The years of a writer's struggle and failure often spell success for the biographer. There is no question but that in his following in the footsteps of Greene's life, and in possession of all the Greene papers, Sherry has lucked out: he has a career, a subject, an income, and he is sole proprietor of the official life.
If The Life of Graham Greene were not so long and so plodding, it would not be necessary to raise these points. At this moment, Greene himself is stonewalling the publication of a racier—unofficial—biography by one Anthony Mockler. Norman Sherry's book is one of those monumental works that appear to be so exhaustive that you are almost certain something crucial is being left out. William Faulkner's biographer also took two long volumes to anatomize a life in which he mentioned every insignificant detail imaginable yet failed to find space for the fact that over a period of about thirty years Faulkner was an ardent adulterer and had a long-standing affair with a woman who apparently mattered very much to him. It is impossible to read Sherry's book without thinking that a similar sleight of hand is being practiced.
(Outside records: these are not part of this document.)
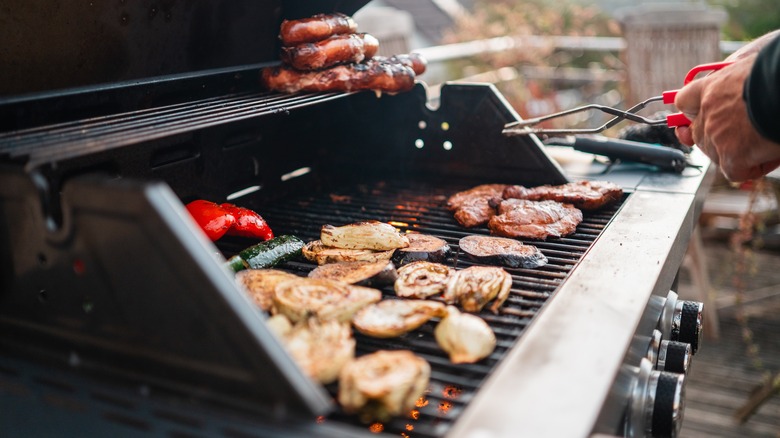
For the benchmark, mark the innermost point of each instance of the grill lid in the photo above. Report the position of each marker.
(101, 42)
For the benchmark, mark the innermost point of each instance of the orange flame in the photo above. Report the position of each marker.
(451, 391)
(444, 407)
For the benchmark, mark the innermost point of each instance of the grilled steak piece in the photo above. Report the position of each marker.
(585, 195)
(472, 207)
(534, 219)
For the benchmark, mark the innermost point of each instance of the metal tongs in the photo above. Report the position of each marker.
(526, 127)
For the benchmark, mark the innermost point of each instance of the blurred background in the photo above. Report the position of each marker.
(550, 55)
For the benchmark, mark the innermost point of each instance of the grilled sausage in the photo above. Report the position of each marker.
(316, 28)
(377, 75)
(338, 49)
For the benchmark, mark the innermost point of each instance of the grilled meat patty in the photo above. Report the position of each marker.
(585, 195)
(472, 207)
(534, 219)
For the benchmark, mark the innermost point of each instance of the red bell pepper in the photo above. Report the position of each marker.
(248, 223)
(212, 218)
(218, 220)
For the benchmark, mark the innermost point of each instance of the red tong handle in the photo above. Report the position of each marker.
(679, 119)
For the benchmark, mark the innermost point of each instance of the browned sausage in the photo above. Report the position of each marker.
(414, 60)
(377, 75)
(316, 28)
(339, 49)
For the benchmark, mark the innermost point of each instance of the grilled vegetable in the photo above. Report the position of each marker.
(213, 219)
(390, 318)
(320, 348)
(476, 286)
(326, 299)
(261, 283)
(248, 223)
(422, 279)
(422, 247)
(379, 273)
(383, 384)
(219, 220)
(316, 252)
(267, 254)
(503, 251)
(363, 235)
(465, 337)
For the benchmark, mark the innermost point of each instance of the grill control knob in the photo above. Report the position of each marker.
(657, 403)
(674, 357)
(682, 321)
(687, 323)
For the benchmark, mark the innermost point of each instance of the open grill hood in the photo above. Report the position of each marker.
(104, 275)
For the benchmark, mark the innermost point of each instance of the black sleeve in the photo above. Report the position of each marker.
(762, 91)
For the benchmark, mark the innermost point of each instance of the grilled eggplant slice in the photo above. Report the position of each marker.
(422, 279)
(374, 235)
(502, 251)
(383, 384)
(391, 318)
(320, 348)
(320, 254)
(301, 298)
(376, 274)
(476, 286)
(422, 247)
(261, 283)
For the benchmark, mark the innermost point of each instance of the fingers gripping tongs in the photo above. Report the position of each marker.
(525, 127)
(617, 150)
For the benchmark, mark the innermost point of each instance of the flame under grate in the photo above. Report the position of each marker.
(419, 207)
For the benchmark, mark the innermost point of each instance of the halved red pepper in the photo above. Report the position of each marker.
(248, 223)
(212, 218)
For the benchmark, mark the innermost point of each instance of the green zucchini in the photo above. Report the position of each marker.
(267, 254)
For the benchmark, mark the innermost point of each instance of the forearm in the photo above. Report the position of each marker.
(762, 91)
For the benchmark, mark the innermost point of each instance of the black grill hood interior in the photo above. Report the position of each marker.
(50, 45)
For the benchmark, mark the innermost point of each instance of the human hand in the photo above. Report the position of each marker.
(720, 126)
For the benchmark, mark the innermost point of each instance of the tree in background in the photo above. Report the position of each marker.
(749, 19)
(535, 83)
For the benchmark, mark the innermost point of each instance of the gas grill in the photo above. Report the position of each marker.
(118, 316)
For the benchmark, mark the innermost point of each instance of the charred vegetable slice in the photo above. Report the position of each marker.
(422, 247)
(390, 318)
(465, 337)
(326, 299)
(261, 283)
(320, 348)
(379, 273)
(315, 251)
(383, 384)
(476, 286)
(499, 250)
(267, 254)
(422, 279)
(374, 235)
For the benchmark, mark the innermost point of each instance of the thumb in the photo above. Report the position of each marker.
(688, 99)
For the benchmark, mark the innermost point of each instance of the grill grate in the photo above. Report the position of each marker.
(418, 206)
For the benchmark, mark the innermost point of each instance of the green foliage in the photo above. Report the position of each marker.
(749, 19)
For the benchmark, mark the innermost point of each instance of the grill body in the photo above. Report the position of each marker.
(113, 304)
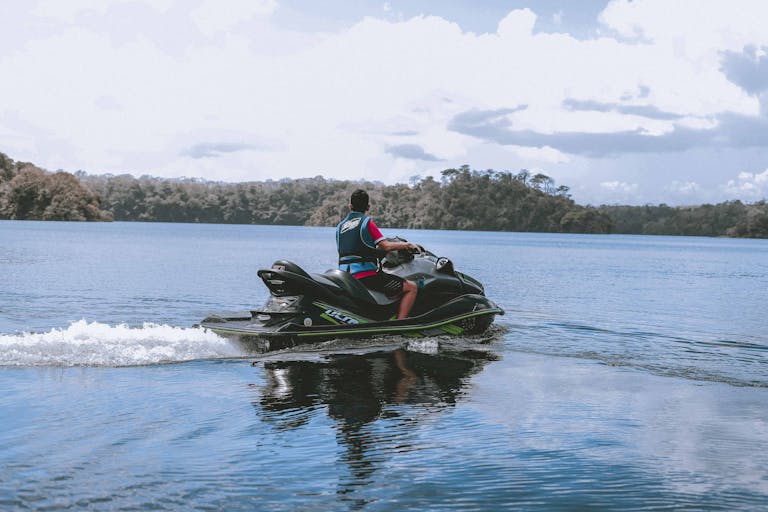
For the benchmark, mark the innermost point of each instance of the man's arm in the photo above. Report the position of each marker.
(387, 245)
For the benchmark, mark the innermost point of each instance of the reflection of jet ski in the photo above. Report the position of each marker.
(306, 307)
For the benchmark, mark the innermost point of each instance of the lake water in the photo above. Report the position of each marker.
(629, 373)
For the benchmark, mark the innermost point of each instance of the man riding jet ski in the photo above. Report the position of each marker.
(360, 243)
(362, 297)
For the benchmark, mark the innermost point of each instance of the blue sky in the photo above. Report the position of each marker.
(643, 101)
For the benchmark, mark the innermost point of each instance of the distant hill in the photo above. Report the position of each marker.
(462, 199)
(28, 192)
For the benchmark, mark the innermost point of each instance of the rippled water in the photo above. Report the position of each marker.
(629, 373)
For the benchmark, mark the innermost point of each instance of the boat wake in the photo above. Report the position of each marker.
(85, 343)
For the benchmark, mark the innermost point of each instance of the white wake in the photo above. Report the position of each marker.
(96, 344)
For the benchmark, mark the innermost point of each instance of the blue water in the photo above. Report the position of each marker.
(629, 373)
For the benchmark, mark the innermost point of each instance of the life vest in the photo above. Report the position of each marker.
(357, 252)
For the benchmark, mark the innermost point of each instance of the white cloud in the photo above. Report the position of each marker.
(213, 17)
(280, 103)
(683, 187)
(619, 186)
(749, 185)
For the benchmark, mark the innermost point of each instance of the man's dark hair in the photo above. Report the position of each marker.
(359, 200)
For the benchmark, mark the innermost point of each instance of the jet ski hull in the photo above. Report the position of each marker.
(467, 314)
(304, 308)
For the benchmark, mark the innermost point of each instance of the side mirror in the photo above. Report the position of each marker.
(444, 265)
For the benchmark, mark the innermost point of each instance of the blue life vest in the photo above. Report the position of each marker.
(357, 251)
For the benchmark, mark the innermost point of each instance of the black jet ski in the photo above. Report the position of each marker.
(305, 307)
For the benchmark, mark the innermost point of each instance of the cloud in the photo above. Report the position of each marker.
(218, 149)
(748, 69)
(619, 186)
(213, 17)
(173, 88)
(648, 111)
(411, 152)
(730, 130)
(684, 188)
(751, 185)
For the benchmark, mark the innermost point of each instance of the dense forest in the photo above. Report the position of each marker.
(463, 199)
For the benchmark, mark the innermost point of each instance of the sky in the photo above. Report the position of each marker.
(625, 102)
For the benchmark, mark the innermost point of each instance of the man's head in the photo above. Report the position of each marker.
(359, 202)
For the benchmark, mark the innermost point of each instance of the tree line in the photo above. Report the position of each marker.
(462, 199)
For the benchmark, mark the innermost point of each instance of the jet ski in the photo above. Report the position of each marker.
(304, 307)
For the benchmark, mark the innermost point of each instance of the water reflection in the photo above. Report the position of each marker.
(375, 400)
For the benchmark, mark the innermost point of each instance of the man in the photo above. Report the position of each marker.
(358, 240)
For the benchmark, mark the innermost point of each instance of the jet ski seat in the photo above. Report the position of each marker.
(356, 290)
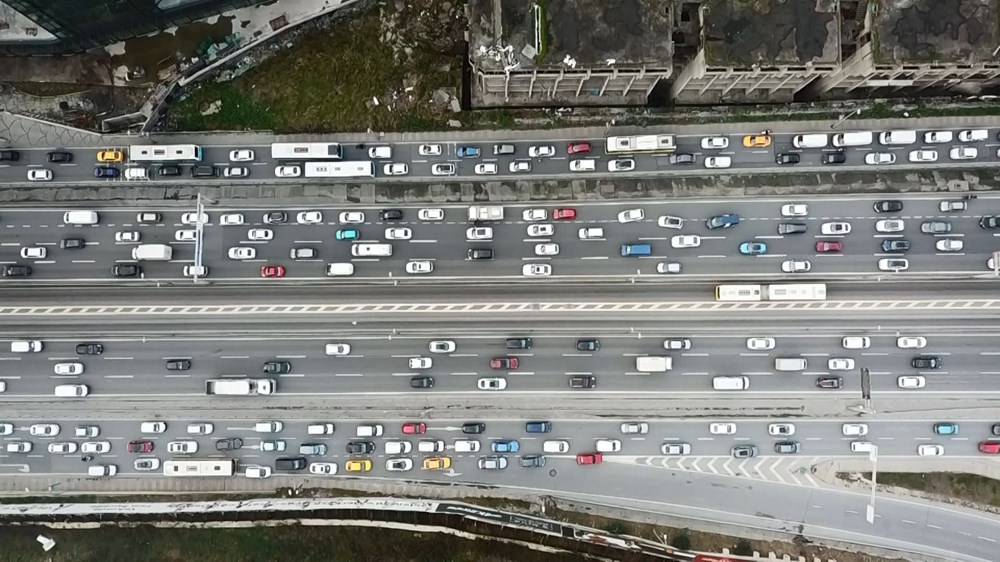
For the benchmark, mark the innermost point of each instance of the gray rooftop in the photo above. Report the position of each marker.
(770, 32)
(920, 31)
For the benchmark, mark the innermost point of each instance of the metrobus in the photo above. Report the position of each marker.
(347, 169)
(165, 153)
(641, 143)
(307, 151)
(782, 292)
(207, 467)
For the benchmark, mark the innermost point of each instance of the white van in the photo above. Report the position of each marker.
(890, 138)
(815, 140)
(790, 364)
(859, 138)
(379, 250)
(81, 217)
(731, 383)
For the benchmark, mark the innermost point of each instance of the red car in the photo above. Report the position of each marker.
(504, 362)
(140, 446)
(272, 271)
(827, 246)
(414, 428)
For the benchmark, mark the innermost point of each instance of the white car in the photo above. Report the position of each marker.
(718, 162)
(536, 270)
(949, 245)
(34, 252)
(930, 450)
(309, 217)
(398, 233)
(795, 266)
(242, 253)
(541, 151)
(685, 241)
(876, 158)
(923, 156)
(911, 342)
(479, 233)
(795, 210)
(491, 383)
(69, 368)
(242, 155)
(288, 171)
(417, 267)
(534, 215)
(840, 364)
(536, 230)
(631, 215)
(549, 249)
(352, 217)
(715, 143)
(430, 214)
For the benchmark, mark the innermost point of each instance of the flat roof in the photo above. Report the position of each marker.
(588, 32)
(770, 32)
(922, 31)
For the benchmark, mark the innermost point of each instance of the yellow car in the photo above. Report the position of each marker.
(437, 463)
(110, 156)
(358, 465)
(757, 141)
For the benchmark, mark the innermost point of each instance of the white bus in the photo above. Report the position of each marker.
(214, 467)
(349, 169)
(641, 143)
(782, 292)
(307, 151)
(165, 153)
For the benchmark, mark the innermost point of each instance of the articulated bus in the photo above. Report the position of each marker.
(165, 153)
(349, 169)
(213, 467)
(307, 151)
(641, 143)
(782, 292)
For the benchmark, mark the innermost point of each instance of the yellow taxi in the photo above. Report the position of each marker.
(757, 141)
(110, 156)
(437, 463)
(358, 465)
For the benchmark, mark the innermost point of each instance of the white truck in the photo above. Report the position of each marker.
(485, 213)
(240, 387)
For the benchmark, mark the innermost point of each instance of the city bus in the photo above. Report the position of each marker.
(207, 467)
(641, 143)
(165, 153)
(781, 292)
(307, 151)
(348, 169)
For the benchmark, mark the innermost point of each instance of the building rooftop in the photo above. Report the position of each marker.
(770, 32)
(912, 31)
(580, 32)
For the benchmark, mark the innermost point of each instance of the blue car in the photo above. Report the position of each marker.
(753, 248)
(511, 446)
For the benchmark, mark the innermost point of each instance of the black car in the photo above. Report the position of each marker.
(895, 245)
(230, 444)
(178, 364)
(888, 206)
(277, 367)
(360, 447)
(89, 349)
(926, 362)
(126, 270)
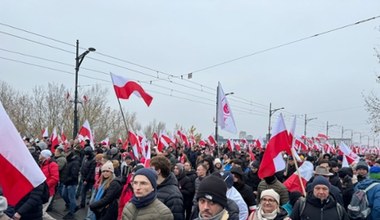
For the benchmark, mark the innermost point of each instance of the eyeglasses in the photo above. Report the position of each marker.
(264, 200)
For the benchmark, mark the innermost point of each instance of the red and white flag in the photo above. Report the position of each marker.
(183, 138)
(106, 141)
(45, 132)
(293, 182)
(54, 140)
(19, 172)
(273, 161)
(86, 133)
(125, 87)
(212, 140)
(225, 118)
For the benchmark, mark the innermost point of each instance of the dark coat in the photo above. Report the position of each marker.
(30, 206)
(315, 209)
(71, 172)
(107, 206)
(169, 194)
(187, 189)
(232, 209)
(87, 170)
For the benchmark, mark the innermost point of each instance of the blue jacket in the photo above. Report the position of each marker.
(373, 196)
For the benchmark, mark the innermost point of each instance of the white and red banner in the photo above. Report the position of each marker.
(273, 161)
(293, 182)
(225, 118)
(19, 172)
(125, 87)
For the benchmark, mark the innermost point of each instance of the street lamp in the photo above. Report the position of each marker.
(329, 126)
(78, 62)
(216, 118)
(271, 112)
(306, 121)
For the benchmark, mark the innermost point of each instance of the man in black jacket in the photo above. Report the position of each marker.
(87, 173)
(70, 181)
(167, 187)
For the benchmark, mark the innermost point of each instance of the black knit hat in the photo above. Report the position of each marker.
(214, 189)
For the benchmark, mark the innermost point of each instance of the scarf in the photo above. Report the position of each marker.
(100, 192)
(260, 215)
(144, 201)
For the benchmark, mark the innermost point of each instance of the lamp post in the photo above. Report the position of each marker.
(306, 121)
(78, 62)
(216, 118)
(329, 126)
(271, 112)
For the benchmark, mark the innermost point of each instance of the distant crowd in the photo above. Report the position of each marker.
(197, 182)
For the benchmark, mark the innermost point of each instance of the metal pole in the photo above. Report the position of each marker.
(216, 119)
(75, 130)
(270, 115)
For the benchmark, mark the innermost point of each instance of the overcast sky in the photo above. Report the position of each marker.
(324, 77)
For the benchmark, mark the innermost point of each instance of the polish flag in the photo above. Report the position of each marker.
(19, 172)
(293, 182)
(63, 137)
(183, 138)
(272, 161)
(45, 132)
(86, 133)
(348, 152)
(125, 87)
(212, 140)
(54, 140)
(106, 141)
(225, 118)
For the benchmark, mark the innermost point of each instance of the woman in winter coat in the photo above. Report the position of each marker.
(105, 204)
(186, 187)
(144, 204)
(269, 207)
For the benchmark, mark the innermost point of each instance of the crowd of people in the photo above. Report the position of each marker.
(184, 183)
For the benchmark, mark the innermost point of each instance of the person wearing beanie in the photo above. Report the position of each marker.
(167, 186)
(211, 198)
(271, 182)
(233, 194)
(218, 166)
(186, 187)
(361, 170)
(269, 207)
(87, 177)
(50, 170)
(144, 203)
(319, 204)
(105, 202)
(244, 190)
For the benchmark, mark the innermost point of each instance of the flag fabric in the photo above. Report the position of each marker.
(272, 159)
(125, 87)
(45, 132)
(225, 118)
(293, 182)
(19, 172)
(212, 140)
(54, 140)
(86, 133)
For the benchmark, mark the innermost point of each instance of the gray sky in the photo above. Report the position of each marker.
(324, 76)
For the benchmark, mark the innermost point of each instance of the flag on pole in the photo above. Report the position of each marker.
(293, 182)
(19, 172)
(45, 132)
(225, 118)
(272, 161)
(125, 87)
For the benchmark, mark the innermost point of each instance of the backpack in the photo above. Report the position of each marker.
(359, 206)
(45, 193)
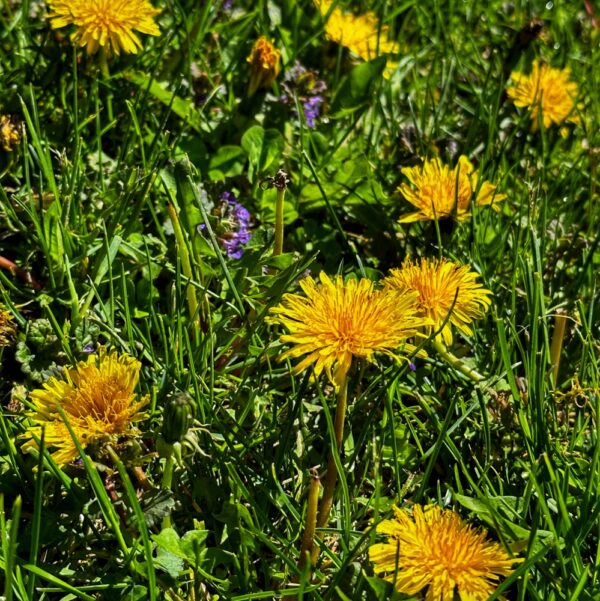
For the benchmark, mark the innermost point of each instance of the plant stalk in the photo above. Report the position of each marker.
(308, 548)
(331, 476)
(278, 246)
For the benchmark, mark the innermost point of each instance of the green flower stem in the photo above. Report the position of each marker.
(186, 267)
(278, 246)
(558, 336)
(106, 75)
(331, 476)
(308, 540)
(166, 483)
(456, 363)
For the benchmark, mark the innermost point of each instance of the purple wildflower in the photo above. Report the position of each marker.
(312, 109)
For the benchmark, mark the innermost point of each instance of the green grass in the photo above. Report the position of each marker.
(84, 209)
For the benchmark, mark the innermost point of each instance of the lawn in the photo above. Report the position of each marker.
(298, 300)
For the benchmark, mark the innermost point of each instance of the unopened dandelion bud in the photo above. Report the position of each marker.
(264, 64)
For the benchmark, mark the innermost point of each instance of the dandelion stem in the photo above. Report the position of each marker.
(106, 75)
(560, 322)
(456, 363)
(308, 547)
(186, 267)
(278, 246)
(331, 476)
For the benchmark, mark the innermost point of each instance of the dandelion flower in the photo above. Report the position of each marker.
(434, 548)
(7, 327)
(10, 135)
(106, 24)
(98, 401)
(339, 320)
(264, 64)
(547, 89)
(445, 291)
(439, 191)
(361, 34)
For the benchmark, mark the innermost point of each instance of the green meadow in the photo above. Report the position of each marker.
(298, 300)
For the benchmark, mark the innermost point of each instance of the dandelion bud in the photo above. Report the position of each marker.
(178, 415)
(10, 134)
(264, 64)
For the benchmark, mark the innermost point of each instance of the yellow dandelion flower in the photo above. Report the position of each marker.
(10, 134)
(106, 24)
(97, 398)
(443, 288)
(264, 64)
(7, 327)
(361, 34)
(439, 191)
(547, 89)
(434, 548)
(336, 321)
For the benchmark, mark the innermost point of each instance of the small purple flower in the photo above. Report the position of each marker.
(303, 84)
(232, 225)
(312, 109)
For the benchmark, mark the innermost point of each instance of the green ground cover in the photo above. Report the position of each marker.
(155, 440)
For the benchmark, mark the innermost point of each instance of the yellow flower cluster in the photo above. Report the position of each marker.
(264, 64)
(106, 24)
(434, 548)
(98, 400)
(361, 34)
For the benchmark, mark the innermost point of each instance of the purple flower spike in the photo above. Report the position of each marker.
(304, 84)
(234, 234)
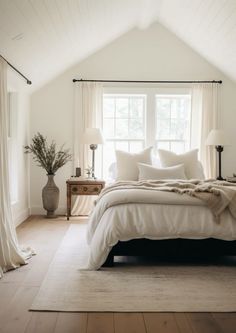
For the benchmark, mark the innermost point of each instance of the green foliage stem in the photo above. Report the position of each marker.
(46, 156)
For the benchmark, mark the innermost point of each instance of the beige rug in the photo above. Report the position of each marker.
(132, 287)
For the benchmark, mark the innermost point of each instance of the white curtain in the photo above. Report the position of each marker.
(205, 103)
(11, 256)
(87, 113)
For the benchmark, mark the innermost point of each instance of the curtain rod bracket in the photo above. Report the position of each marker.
(16, 70)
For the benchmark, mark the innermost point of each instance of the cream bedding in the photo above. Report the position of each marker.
(125, 214)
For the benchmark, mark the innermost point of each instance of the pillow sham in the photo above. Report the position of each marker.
(193, 169)
(127, 163)
(147, 172)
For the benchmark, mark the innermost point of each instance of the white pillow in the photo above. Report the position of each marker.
(127, 163)
(147, 172)
(189, 159)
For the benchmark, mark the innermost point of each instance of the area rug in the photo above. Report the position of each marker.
(132, 287)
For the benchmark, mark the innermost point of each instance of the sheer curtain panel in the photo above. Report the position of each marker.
(205, 103)
(11, 256)
(87, 113)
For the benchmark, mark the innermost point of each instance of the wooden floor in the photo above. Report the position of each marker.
(19, 287)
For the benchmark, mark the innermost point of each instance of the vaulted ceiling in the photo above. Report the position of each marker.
(44, 37)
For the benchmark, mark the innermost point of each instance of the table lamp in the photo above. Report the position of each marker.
(93, 137)
(218, 139)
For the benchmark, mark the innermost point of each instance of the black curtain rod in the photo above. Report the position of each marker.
(130, 81)
(27, 80)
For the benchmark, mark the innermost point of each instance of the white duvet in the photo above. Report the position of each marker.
(164, 215)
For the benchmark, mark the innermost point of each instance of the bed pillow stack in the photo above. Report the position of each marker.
(193, 168)
(127, 163)
(147, 172)
(139, 166)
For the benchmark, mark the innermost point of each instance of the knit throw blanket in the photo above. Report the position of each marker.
(217, 195)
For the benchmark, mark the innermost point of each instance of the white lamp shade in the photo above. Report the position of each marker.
(217, 138)
(92, 136)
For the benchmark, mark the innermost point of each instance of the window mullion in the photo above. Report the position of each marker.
(150, 119)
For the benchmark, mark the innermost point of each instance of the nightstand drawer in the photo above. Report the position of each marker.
(86, 189)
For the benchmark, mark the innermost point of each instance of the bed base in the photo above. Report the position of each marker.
(171, 248)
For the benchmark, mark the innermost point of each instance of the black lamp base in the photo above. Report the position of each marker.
(93, 147)
(219, 149)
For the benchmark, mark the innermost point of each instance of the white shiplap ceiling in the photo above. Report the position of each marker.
(44, 37)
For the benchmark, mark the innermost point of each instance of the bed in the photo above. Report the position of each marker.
(137, 221)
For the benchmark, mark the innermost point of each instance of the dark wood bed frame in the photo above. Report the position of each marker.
(172, 247)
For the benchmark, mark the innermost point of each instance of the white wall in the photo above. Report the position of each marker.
(152, 54)
(20, 208)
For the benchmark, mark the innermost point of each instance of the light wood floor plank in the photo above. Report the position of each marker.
(227, 321)
(16, 316)
(71, 323)
(19, 287)
(129, 323)
(183, 323)
(160, 322)
(203, 323)
(42, 322)
(100, 323)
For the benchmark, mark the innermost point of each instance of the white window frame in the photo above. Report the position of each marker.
(173, 96)
(150, 110)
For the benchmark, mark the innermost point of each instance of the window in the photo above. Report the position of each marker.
(135, 118)
(173, 115)
(123, 125)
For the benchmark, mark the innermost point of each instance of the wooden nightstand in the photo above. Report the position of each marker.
(82, 187)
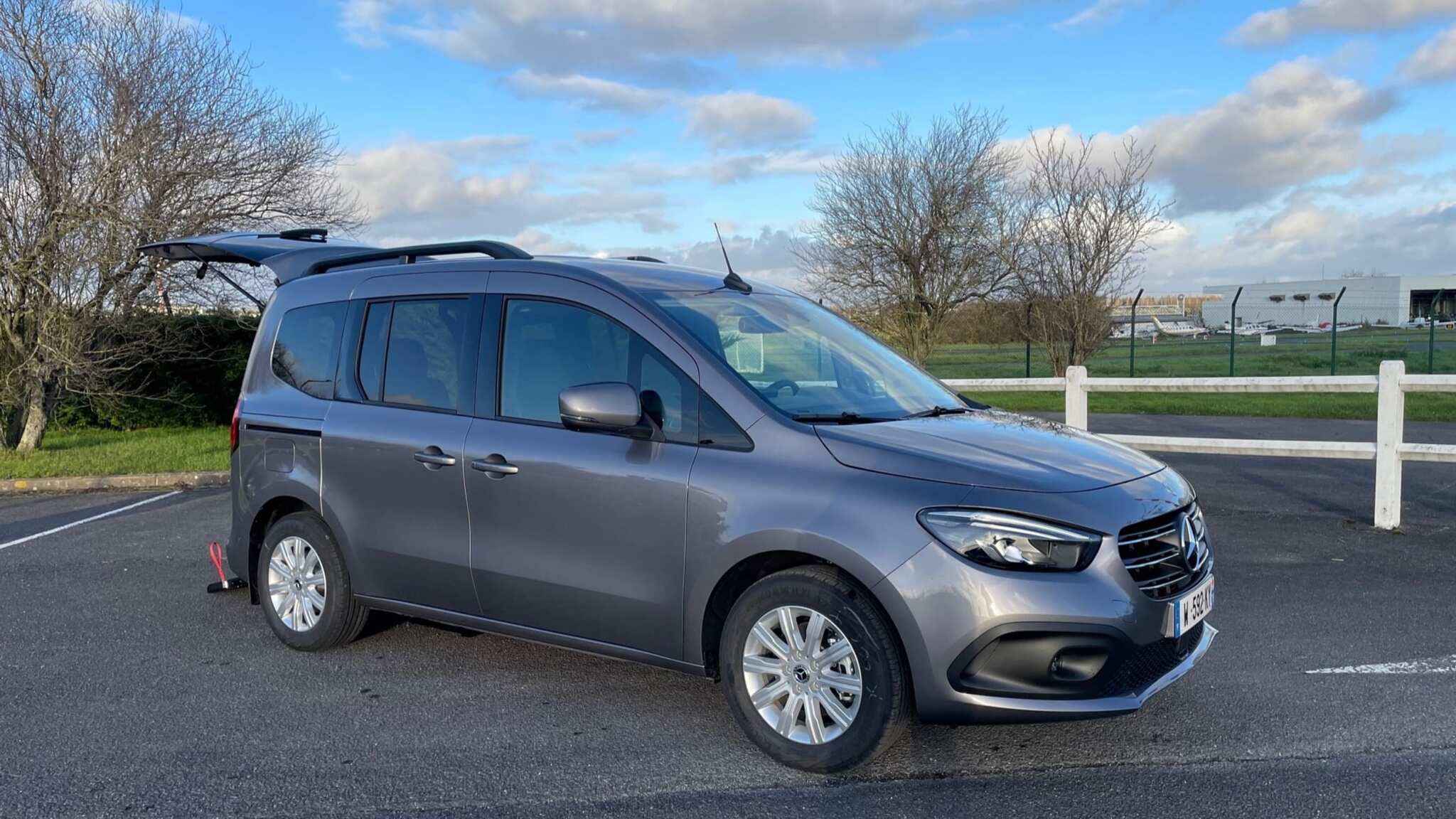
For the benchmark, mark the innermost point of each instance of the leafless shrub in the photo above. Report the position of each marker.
(1082, 237)
(912, 226)
(122, 124)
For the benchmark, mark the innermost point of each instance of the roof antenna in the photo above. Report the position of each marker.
(733, 280)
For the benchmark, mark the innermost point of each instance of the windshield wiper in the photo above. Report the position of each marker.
(840, 419)
(936, 412)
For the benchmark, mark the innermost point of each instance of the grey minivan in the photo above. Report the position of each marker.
(693, 471)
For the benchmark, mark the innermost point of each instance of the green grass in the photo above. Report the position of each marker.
(112, 452)
(1418, 407)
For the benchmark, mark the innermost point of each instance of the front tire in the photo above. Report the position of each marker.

A large portion of the first volume of Greene's life (covering the years 1904 to 1939) is given over to the courtship between Graham and his future wife, Vivien. Am I alone in finding it comic that Greene's hundreds of love letters have been sold to and solemnly catalogued by the University of Texas? Sherry offers us many lengthy and gushing passages from these letters (showing a tender, romantic, vulnerable side of the novelist most people regard as a cold fish), but he does no more than suggest that at the same time Greene was living quite a different life—with "tarts," girlfriends, and drifting women. Indeed, any reader of Greene's work can easily guess that he is well acquainted with the one-night stand as well as the protracted affair, and that his libido has had quite a workout over the years. Where it is possible to document Greene's comings and goings, Sherry gives us great helpings, but clearly Greene had not wished to discuss many episodes, and so we are forced to witness the sorry sight of the biographer reading Greene's diary and reporting, "The rest of this entry has been torn out"—or scribbled over or amended or whatever—reminding me yet again that there are often more lacunae in a long book than in a short one.